Stenwold was staring at her intently, and for a moment she thought he was really angry, angry enough to hit her, and she flinched away from him.
But he had never struck her before, and he was not going to do so now. The expression on his face was one she had never seen previously. He had gone pale and sick-looking, and very, very sad, and full of something else: some guilt or horror of his own making.
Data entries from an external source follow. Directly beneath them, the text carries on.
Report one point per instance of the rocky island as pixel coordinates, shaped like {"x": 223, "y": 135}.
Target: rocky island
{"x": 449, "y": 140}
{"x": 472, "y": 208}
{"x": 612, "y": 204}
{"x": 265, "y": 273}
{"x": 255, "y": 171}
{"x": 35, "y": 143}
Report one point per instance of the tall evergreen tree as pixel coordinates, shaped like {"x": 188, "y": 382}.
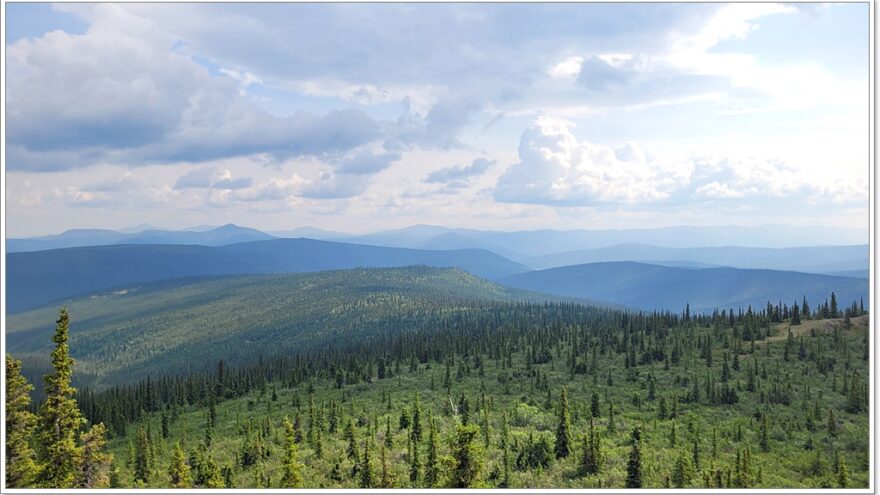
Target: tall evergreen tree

All of this was evident in his face before he turned to leave them.
‘I-’ she said, but he was already going, walking out past her, away. ‘Uncle… Please!’
He stopped, his back still towards her, broad with sloping shoulders.
‘Totho,’ he said, without looking round, ‘nobody gains by any of this being repeated.’
Totho just nodded, which Stenwold couldn’t have seen, but there was obviously an understanding between the two of them.
‘Uncle…’ Che said again. He turned, gently, slowly. His expression was still very sad, very thoughtful.
‘You cannot come with me, Cheerwell,’ he said. ‘I have done a great many things that I regretted when the time came. This will not be one of them. I am sorry, though. Sorry for… I am sorry.’
Totho watched her dart into Stenwold’s arms, still shaking, watched Stenwold’s hurt, remorseful look. After a long while the apprentice cleared his throat, and the older man’s eyes locked onto him.
‘The… athletes will be arriving for the Games. We should… go and see.’
Stenwold’s nod told of his gratitude for this diversion. ‘So we should. Come on, Cheerwell. Dry your eyes.’ He sighed again. ‘Unless I’m mistaken, you’ll see something of my purpose today. Let that something be enough for you.’
There was a crowd the length of the Pathian Way, the great northern avenue that led to the heart of Collegium. The wealthy and the more prosperous artisans rubbed shoulders unselfconsciously, sitting on the great tiered stone steps that lined the route. The ritual of the Games and the procession of the athletes were older than the College itself. These steps had been thronged like this when the city had still been called Pathis and the Beetle-kinden were second-class citizens and slaves, back in the Bad Old Days.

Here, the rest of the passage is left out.